Hunting must take place in designated zones, at designated times, and at least 100 yards from hiking trails. It also must be done from tree stands, so an errant shot shouldn’t have far to go before hitting the ground. Most of the season is reserved for archers. Shotguns and muzzleloaders are allowed in some zones at the beginning of winter break, which is weeks after the state permits hunting with firearms. Students cannot use any guns. All weapons must be stored off-campus or with University police.

Wilson says he knows of no injuries to humans and only one confrontation in the field—a 2012 shouting match between a hunter and a hiker who “had a dog off-leash and off-trail in a hunting zone.” The hiker “apologized once he realized he was in the wrong,” Wilson says. “And the hunter was reminded that their instructions are always to call me and not get into an altercation.”

Cornell likewise reports no major safety incidents. It doesn’t require tree stands, but does bar the general public from gun-hunting zones.

Sewanee’s deer harvest has fallen substantially in recent years, while the number of hunters has remained fairly steady. Two men, known for devoting weeks of vacation time to the hunt, stand out statistically. They accounted for well over a third of all kills when the harvest hit its high-water mark in 2013, for instance. Excess meat, Wilson says, is always given away.

Clayton Dickson, a 2016 graduate, grew up hunting and scored just once in his four years here.

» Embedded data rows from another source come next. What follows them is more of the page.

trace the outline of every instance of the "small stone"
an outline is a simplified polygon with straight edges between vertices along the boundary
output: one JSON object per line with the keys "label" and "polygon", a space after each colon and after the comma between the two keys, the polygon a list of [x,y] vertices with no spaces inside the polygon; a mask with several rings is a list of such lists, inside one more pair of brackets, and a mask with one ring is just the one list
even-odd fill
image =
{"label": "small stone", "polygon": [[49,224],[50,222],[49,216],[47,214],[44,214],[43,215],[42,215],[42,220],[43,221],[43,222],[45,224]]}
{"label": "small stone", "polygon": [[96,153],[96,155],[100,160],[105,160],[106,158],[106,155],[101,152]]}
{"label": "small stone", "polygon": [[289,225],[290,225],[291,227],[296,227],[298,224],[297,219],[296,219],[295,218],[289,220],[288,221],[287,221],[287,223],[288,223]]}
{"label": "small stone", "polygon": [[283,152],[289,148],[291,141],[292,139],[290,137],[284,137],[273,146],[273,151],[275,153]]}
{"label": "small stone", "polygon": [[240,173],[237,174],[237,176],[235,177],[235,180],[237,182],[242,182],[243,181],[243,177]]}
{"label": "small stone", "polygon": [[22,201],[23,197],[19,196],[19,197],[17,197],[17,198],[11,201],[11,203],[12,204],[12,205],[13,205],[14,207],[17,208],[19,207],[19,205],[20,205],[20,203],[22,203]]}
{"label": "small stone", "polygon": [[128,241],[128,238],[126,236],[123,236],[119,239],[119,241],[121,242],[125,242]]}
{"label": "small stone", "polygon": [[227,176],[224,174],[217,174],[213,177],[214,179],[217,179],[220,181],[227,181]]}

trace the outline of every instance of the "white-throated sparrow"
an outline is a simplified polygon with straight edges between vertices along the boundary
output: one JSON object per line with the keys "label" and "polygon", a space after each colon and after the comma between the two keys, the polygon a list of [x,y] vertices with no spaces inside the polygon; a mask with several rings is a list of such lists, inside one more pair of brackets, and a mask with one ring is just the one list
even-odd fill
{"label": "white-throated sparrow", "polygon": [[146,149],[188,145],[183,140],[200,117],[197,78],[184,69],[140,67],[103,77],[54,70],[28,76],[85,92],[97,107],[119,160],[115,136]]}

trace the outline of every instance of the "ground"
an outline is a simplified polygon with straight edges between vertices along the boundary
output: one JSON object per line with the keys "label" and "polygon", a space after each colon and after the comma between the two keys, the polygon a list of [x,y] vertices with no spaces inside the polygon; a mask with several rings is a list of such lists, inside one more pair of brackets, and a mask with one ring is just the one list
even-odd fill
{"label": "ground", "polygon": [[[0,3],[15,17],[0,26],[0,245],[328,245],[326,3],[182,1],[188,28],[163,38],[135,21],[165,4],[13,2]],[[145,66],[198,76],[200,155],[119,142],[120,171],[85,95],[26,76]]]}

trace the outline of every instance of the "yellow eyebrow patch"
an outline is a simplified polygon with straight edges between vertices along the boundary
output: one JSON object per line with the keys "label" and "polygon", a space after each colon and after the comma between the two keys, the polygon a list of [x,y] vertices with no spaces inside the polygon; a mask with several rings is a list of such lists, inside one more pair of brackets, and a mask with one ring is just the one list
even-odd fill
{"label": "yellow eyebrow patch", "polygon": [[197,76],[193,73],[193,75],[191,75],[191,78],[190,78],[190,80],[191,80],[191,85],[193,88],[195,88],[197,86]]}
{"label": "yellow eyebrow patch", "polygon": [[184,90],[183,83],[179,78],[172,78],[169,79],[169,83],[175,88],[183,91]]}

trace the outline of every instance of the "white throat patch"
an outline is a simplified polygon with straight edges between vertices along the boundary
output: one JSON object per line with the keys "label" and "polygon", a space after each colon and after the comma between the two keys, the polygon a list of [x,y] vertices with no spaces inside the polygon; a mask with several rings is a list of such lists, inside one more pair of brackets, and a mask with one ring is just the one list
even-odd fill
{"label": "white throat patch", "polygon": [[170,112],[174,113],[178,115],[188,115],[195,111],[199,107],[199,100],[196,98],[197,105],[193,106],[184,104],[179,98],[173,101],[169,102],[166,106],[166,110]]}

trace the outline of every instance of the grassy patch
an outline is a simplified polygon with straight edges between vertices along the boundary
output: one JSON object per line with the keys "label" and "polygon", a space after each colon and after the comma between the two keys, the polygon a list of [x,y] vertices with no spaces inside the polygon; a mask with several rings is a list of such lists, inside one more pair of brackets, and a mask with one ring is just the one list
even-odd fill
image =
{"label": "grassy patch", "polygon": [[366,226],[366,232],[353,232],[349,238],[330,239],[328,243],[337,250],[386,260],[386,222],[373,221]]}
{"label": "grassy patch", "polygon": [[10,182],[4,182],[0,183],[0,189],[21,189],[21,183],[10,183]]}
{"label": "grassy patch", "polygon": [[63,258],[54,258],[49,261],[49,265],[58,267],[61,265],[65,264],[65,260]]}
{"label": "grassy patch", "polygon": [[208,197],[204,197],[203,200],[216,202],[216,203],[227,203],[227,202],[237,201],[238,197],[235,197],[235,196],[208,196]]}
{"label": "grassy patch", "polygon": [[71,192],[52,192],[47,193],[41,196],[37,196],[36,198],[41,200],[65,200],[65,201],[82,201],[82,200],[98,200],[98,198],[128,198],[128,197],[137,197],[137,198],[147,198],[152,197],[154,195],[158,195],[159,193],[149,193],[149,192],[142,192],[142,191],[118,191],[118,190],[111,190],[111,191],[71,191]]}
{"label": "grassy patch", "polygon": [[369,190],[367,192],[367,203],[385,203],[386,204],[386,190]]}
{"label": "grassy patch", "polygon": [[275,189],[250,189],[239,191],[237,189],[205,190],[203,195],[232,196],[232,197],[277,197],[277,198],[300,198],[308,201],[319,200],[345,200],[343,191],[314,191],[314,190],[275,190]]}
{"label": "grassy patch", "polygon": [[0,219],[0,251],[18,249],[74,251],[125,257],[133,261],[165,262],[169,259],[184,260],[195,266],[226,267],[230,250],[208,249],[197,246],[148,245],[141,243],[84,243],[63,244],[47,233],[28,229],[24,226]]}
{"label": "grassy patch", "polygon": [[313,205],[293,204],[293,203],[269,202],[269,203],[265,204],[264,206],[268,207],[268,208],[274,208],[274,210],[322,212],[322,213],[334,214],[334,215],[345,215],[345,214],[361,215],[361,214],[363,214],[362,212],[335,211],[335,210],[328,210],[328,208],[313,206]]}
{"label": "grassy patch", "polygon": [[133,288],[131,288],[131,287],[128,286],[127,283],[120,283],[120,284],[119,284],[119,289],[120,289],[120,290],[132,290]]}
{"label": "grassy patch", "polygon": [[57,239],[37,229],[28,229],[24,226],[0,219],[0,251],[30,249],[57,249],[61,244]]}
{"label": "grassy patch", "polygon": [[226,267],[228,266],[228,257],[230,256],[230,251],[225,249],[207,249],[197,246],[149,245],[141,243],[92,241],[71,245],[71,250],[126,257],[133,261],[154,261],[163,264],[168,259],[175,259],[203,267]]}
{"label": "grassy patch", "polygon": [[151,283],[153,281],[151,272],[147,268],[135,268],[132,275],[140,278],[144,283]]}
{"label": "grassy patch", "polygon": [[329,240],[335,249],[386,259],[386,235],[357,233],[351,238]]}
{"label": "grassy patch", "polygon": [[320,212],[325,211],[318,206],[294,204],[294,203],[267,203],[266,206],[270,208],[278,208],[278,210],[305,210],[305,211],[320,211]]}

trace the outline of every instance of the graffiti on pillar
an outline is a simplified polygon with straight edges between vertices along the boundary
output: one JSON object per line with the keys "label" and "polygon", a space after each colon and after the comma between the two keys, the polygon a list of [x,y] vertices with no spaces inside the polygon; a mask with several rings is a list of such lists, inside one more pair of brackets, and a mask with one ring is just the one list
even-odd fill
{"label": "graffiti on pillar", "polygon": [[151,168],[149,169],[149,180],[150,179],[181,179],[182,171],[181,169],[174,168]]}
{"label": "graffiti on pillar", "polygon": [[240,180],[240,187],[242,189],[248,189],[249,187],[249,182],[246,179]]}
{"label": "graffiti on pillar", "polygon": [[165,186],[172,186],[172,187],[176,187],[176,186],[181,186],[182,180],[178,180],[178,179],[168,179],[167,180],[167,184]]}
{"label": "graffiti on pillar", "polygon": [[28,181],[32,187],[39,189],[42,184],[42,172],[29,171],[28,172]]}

But it made a story for the ages: He butchered the doe at the Sportsman’s House, the themed residence hall where he lived with several like-minded guys (and a freezer), then cooked the backstrap with wild mushrooms for Vice-Chancellor John McCardell. “A great meal,” Dickson says. McCardell agrees: “A very pleasant evening.”

Eli Walker is a successful fisherman and feels his time is coming with a bow, too. “I’ve never gotten a shot off,” he says, but “I’ve come full draw.”

After he shares an extra camouflage jacket and sprays us both with an odor neutralizer and lets me follow him into the eastern Domain’s darkness, he speaks of how he got his start three years ago. “Self-taught,” he whispers, trying not to broadcast our presence to the ruminants. “YouTube. I didn’t have anybody to teach me anything.”

We stop to examine cloven hoofprints in the mud, by the light of a smartphone. “That’s a big track,” Walker says of one. “These were not here yesterday.”

His excitement is contagious. It doesn’t seem to wane after the young buck snorts and flees, or when another morning ends with empty hands.

“It’s the thrill of the chase, how hard you have to work for it,” Walker says. “I just like getting out. I like being in the woods more than I like being anywhere else.”